Barack Obama has been endorsed by The Nation magazine and MoveOn.org, and his most celebrated California voter is Markos Moulitsas, the purveyor of the hard-left Daily Kos blog. He’s promising to meet with dictators (Cuban, Iranian, North Korean) without preconditions. He’s taken a dramatic step to the hard left. But in his appearance on CNN’s Larry King Live on Wednesday night, comedian Jon Stewart tried to push the strange idea that Obama was a base-spurning maverick like John McCain, that they’re running "outside of traditional dogma." He was mocking how conservatives dislike McCain because they want rigid obedience to their party line:
STEWART: Who do they trust? Again, it's the old idea of you have to be lock step. We have to know that you'll do exactly what we say. And I think that -- and I'm sure the left has that same sort of dogma. These are candidates -- I think Obama and McCain mostly -- that are running outside of traditional dogma. And if you're a person that -- you know, the Republicans apparently hate governmental power, except when they're in charge of the government, and then it's like you know what would be great? The unitary executive. Don't you think that would be great? (Laughter) You know what would be great? I'm just throwing this out there. A monarchy. Am I right? So you have two guys that -- they're just not quite sure if they're going to go party line. I think that's exciting.
Stewart began by praising both men and mocking the Republicans for pressing Brian McNamee, the friend of Yankees pitcher Roger Clemens, over his charge Clemens took human growth hormone in hearings on Capitol Hill:
STEWART: Well, he's clearly -- it's -- I think so much of what it is, is a moment in time. You can see -- I do think that the country -- a part of the country at least -- has felt, as though they were not heard. And I think the administration readily admits it. You know, you get Cheney on the show sometimes, or Bush, and they'll say like, you know, it's a 51 percent country. That's all you had to do. The strategy has been to basically govern for only your constituency -- just to get things done. And this is a guy coming on and saying hey...And I actually think McCain is not a guy who -- I think, the biggest difference with these two guys, and Hillary to a lesser extent, I think, is that they are not partisan animals. They almost seem to have a disdain for that purely partisan mentality. And I think that's wonderful. I -- do you remember, in the -- how did they turn the steroid hearings into a partisan affair? Did you watch it?
KING: Yeah, how did that happen? Republicans were for -- for Roger.
STEWART: Right.
KING: And the Democrats were for
STEWART: You had Dan Burton waving his thing.
KING: He went nuts.
STEWART: Lies. Lies. They're all lies, sir. You know, and he's treating it like it's, you know, he's Scarlett O'Hara and McNamee, you know, they're lies! I don't like this spectacle. He's the guy who used a shotgun on a watermelon to prove that Vince Foster couldn't have killed himself, but he doesn't like spectacle. (Laughter) He's a guy who literally would hold up, you know, Clinton's underpants in impeachment hearings, but he chooses to make a stand at the Clemens hearing.

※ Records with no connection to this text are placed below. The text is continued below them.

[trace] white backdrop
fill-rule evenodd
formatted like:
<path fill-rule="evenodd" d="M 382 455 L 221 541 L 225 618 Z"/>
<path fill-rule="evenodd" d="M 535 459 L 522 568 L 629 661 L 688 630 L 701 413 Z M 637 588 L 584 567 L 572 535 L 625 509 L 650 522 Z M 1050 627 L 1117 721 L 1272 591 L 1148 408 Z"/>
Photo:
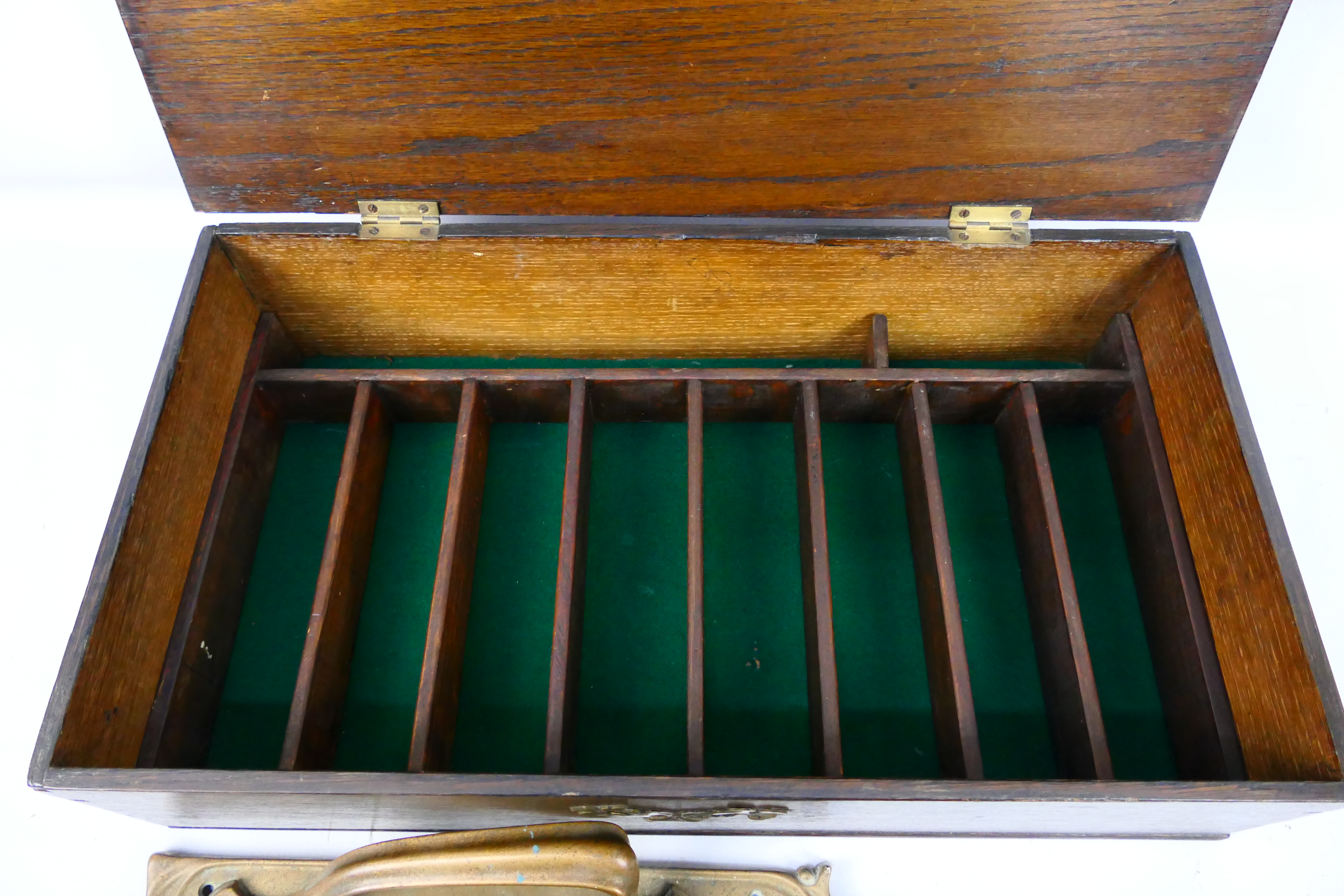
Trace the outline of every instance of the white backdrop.
<path fill-rule="evenodd" d="M 113 0 L 0 0 L 0 889 L 132 896 L 152 852 L 328 857 L 363 845 L 367 833 L 172 830 L 24 786 L 196 234 L 227 216 L 191 211 Z M 1344 289 L 1331 220 L 1344 208 L 1341 38 L 1344 3 L 1297 0 L 1189 230 L 1344 672 Z M 644 861 L 831 861 L 837 896 L 1340 893 L 1341 844 L 1344 811 L 1216 842 L 634 838 Z"/>

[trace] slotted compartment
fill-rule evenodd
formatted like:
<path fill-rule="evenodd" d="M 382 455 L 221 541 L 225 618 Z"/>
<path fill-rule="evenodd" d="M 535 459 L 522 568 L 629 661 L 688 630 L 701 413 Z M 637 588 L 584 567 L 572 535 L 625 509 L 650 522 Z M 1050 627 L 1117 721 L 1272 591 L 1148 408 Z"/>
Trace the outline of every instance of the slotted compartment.
<path fill-rule="evenodd" d="M 1168 441 L 1188 453 L 1191 420 L 1159 422 L 1160 400 L 1181 411 L 1149 361 L 1168 390 L 1188 367 L 1145 317 L 1175 289 L 1161 243 L 594 240 L 629 281 L 551 317 L 480 300 L 503 289 L 495 267 L 470 278 L 491 240 L 360 247 L 441 258 L 460 313 L 376 300 L 340 320 L 363 293 L 281 283 L 284 251 L 331 246 L 230 239 L 222 282 L 269 305 L 220 395 L 137 754 L 116 762 L 749 825 L 813 793 L 849 811 L 892 789 L 1238 782 L 1288 750 L 1234 715 L 1258 654 L 1219 653 L 1242 631 L 1206 604 L 1222 517 L 1191 536 L 1189 457 Z M 757 304 L 675 263 L 707 257 Z M 864 273 L 888 263 L 899 277 Z M 538 270 L 511 289 L 570 287 Z M 1007 292 L 958 310 L 949 271 Z M 112 748 L 87 731 L 67 724 L 54 768 Z"/>
<path fill-rule="evenodd" d="M 1216 764 L 1216 686 L 1203 728 L 1160 708 L 1220 681 L 1152 658 L 1173 635 L 1137 583 L 1180 578 L 1136 519 L 1161 489 L 1124 492 L 1165 469 L 1122 420 L 1132 340 L 1118 316 L 1093 368 L 888 368 L 879 314 L 864 368 L 259 368 L 219 474 L 249 521 L 198 560 L 254 557 L 231 618 L 198 609 L 238 630 L 228 672 L 179 666 L 146 755 L 839 778 L 848 729 L 859 776 L 1106 780 L 1113 737 L 1126 776 Z M 286 344 L 270 316 L 254 341 Z"/>

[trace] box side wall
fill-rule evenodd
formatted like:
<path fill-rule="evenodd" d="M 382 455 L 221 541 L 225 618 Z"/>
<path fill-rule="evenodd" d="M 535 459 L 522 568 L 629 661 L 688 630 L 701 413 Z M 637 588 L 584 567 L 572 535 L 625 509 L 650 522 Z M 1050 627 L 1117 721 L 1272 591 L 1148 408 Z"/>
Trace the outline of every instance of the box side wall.
<path fill-rule="evenodd" d="M 99 556 L 90 583 L 86 602 L 94 602 L 97 615 L 70 688 L 51 755 L 54 766 L 134 766 L 155 699 L 243 360 L 261 314 L 215 242 L 207 250 L 199 289 L 184 297 L 184 305 L 190 317 L 180 351 L 171 361 L 165 356 L 171 369 L 164 386 L 156 380 L 156 388 L 165 387 L 167 394 L 152 435 L 141 434 L 148 442 L 144 465 L 124 498 L 129 504 L 125 527 L 114 556 Z M 82 637 L 78 627 L 75 637 Z M 62 672 L 62 681 L 67 681 L 73 669 Z"/>
<path fill-rule="evenodd" d="M 1172 246 L 222 236 L 310 355 L 1074 360 Z"/>
<path fill-rule="evenodd" d="M 102 606 L 102 596 L 108 587 L 108 574 L 117 556 L 121 536 L 126 528 L 126 519 L 130 516 L 130 506 L 134 500 L 136 486 L 140 474 L 145 467 L 145 455 L 149 453 L 149 443 L 153 439 L 155 427 L 163 412 L 164 398 L 172 384 L 172 373 L 181 352 L 183 337 L 187 333 L 187 322 L 191 320 L 191 308 L 200 289 L 200 278 L 206 270 L 206 259 L 210 257 L 210 247 L 215 242 L 215 227 L 202 228 L 196 239 L 196 250 L 192 253 L 191 263 L 187 267 L 187 278 L 183 282 L 181 296 L 173 312 L 172 322 L 168 325 L 168 339 L 164 341 L 163 353 L 159 356 L 159 367 L 155 369 L 153 382 L 149 386 L 149 396 L 145 399 L 145 408 L 140 415 L 140 424 L 130 443 L 130 455 L 121 473 L 121 482 L 112 501 L 112 513 L 98 544 L 98 553 L 94 556 L 93 570 L 89 575 L 89 584 L 85 587 L 85 596 L 75 615 L 75 625 L 66 642 L 66 653 L 60 660 L 56 672 L 56 681 L 47 700 L 47 712 L 38 729 L 38 743 L 32 751 L 28 766 L 28 783 L 40 787 L 47 767 L 51 764 L 51 752 L 55 748 L 56 737 L 65 723 L 66 708 L 70 704 L 70 692 L 74 688 L 75 677 L 79 673 L 79 664 L 83 662 L 85 649 L 89 646 L 89 633 L 93 630 L 98 610 Z"/>
<path fill-rule="evenodd" d="M 427 778 L 429 775 L 426 775 Z M 571 782 L 574 779 L 570 779 Z M 593 779 L 589 779 L 593 780 Z M 602 779 L 597 779 L 601 782 Z M 859 783 L 859 782 L 855 782 Z M 347 782 L 348 786 L 348 782 Z M 985 789 L 991 789 L 988 785 Z M 278 789 L 277 789 L 278 790 Z M 728 789 L 731 790 L 731 787 Z M 1030 790 L 1017 786 L 1015 790 Z M 1044 790 L 1042 787 L 1042 790 Z M 969 794 L 962 799 L 637 799 L 540 795 L 477 797 L 433 793 L 181 793 L 173 790 L 56 790 L 145 821 L 175 827 L 437 832 L 504 827 L 598 817 L 640 834 L 844 834 L 989 837 L 1219 838 L 1261 825 L 1337 809 L 1329 797 L 1293 799 L 1051 799 Z M 1337 794 L 1336 794 L 1337 795 Z M 616 813 L 598 809 L 603 803 Z M 731 807 L 767 809 L 757 818 Z M 675 819 L 687 810 L 722 813 Z M 782 811 L 781 811 L 782 810 Z M 630 811 L 634 814 L 621 814 Z M 657 811 L 667 819 L 644 818 Z M 668 818 L 671 817 L 671 818 Z"/>
<path fill-rule="evenodd" d="M 1308 657 L 1267 524 L 1277 506 L 1271 494 L 1266 501 L 1267 477 L 1265 490 L 1254 481 L 1249 457 L 1258 461 L 1258 449 L 1249 423 L 1238 424 L 1234 400 L 1242 418 L 1245 407 L 1220 333 L 1222 359 L 1215 352 L 1211 316 L 1181 254 L 1132 310 L 1246 771 L 1253 780 L 1339 780 L 1327 713 L 1327 703 L 1337 703 L 1333 681 L 1324 654 L 1314 668 Z"/>

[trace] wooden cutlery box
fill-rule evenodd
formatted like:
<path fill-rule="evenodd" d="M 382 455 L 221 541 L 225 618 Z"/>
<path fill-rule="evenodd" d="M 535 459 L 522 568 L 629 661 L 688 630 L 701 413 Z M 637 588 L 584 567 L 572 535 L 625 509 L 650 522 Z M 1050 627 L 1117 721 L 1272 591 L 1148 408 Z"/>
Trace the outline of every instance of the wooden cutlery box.
<path fill-rule="evenodd" d="M 121 5 L 199 210 L 362 218 L 202 232 L 34 787 L 667 833 L 1344 799 L 1192 239 L 1028 223 L 1198 218 L 1286 3 Z"/>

This is typical liberal snark. It is true that Burton shot a pumpkin to test whether a gunshot would be heard from Fort Marcy Park at a nearby Saudi government compound. But it is not true Burton held up a pair of underpants at an impeachment hearing – as if it was Molly Ringwald’s underwear in "Sixteen Candles." With comedians exaggerating, the audience at home might take some of the mockery as factual rather than satirical. Stewart did not recall for CNN viewers what the liberals did their own underwear act on Burton at that time. Salon.com and other outlets dragged out Burton’s adultery.
Stewart didn’t mock liberal Connecticut Republican Christopher Shays, who also pressed McNamee in that hearing. (Perhaps Shays was intense because he’s a Yankees fan?) But it demonstrates Stewart’s consistent bashing of conservatives.